Sunday, January 22, 2012

Feria de las Flores y Café.......

Earlier this week we hit the road at 6 am with friends, for a five hour trek to the mountain town of Boquete.  We took this boring ride to the other side of Panamá in search of the annual Feria de las Flores y Café (flower and coffee fair).  Due to it's cooler temperatures, Boquete has become a favorite for tons of expats looking for a retirement haven.  Unlike the rest of Panamá, temperatures in Boquete range from 60 at night to 82 in the day, eliminating the need for air conditioner's or heaters.  But for these wimpy south Texans, we froze our butts off at night.  I slept in winter pajamas under a heavy down comforter that the hotel provided, snuggled up next to Clyde for warmth.  This was not the Panamá that I came to know and love, and I couldn't wait to get back to the warm side of the country.

The fair offered an array of beautiful flowers surrounded by vendors selling coffee and other touristy items.  Along with indigenous art, baskets, tapestries, molas, shoes, masks and pottery was a large assortment of knitted hats, scarves and sweaters for this frigid weather.  As the night progressed and the clouds rolled in, the winds howled and a few sprinkles fell over us causing a chill.  Our chilly group headed back to the hotel where we played a game of Mexican Train Dominoes, had a few drinks and laughed the night away.


The next day after a tour of Cafe Ruiz Coffee Farm (in another blog) we went looking for the Caldera Hot Springs.
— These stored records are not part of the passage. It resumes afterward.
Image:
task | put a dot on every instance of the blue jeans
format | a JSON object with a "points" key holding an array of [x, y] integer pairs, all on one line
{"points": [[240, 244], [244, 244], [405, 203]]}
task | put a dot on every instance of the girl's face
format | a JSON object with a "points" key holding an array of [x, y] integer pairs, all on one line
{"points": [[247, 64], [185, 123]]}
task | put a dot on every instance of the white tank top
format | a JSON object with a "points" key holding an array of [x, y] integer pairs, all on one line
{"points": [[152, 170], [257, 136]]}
The word "caldera" means boiling pot and hot springs exist in this area due to volcanic activity.  We followed the tiny signs, put the vehicles in four wheel drive and slowly crawled over some extremely, rough, rocky terrain that led to an even worse road conditions.  Thinking we'd have to get out and walk, we talked to a few local kids who said the path was very difficult so we turned back. In writing this blog I researched the springs only to find they're on a private farm, hidden away in the jungle and are not easy to get to. Clyde and I tried to find them last year on our first trip to Panamá but gave up since the road is nearly impassable. But on this trip we did stumble on some pre-Hispanic Indian 'petroglyphs' or rock paintings on a rock in the middle of a field.
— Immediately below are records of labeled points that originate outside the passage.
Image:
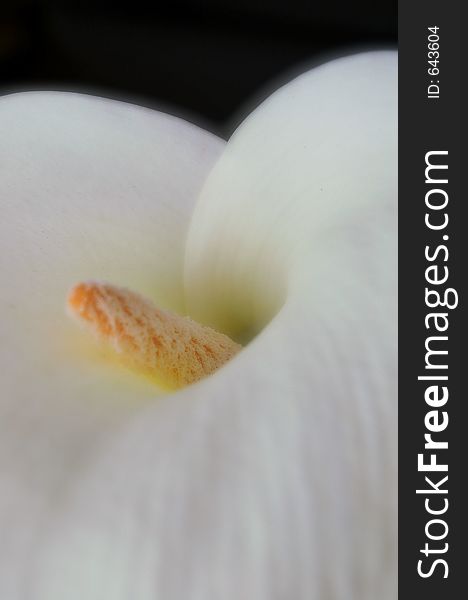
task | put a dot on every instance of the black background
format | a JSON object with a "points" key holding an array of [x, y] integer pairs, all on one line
{"points": [[202, 59], [426, 125]]}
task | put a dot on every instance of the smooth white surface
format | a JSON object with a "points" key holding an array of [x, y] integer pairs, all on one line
{"points": [[89, 189], [276, 477]]}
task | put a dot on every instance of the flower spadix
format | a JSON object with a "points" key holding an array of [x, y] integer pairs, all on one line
{"points": [[174, 350], [274, 477]]}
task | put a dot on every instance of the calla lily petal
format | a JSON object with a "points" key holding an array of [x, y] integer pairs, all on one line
{"points": [[276, 476], [89, 188]]}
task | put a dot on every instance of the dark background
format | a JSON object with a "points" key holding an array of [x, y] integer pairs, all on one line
{"points": [[203, 59]]}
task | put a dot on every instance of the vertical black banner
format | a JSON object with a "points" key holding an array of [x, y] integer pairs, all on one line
{"points": [[433, 434]]}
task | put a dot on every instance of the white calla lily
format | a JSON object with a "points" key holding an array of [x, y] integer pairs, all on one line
{"points": [[275, 477]]}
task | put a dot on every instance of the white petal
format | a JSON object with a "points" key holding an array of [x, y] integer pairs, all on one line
{"points": [[276, 477], [89, 188]]}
Many North Americans are fascinated with the Boquete area and think it's the perfect place to retire.  For us it's too cold, too expensive, too Americanized, and too far away from Panama City for our liking.  But isn't it wonderful that there's something in Panamá for everyone! Beaches, mountains, big city living, hot and cool climates along with something for every budget.  We've come to realize that every retiree comes here with a different ideal, and a different situation. Some have a monthly pension or social security to live on. Other's have a lump sum of money in the bank from the sale of a house back in the states.  Whether you have a budget of $500,000 or $50,000, want to live in a gated community or in a local village, there's something for everyone here in Panamá.  Come explore this beautiful country, bring an open mind and lots of patience and perhaps you too will fall in love.   We fell in love with the country, the people and each other all over again as we made a new life in Panamá, here along the gringo trail.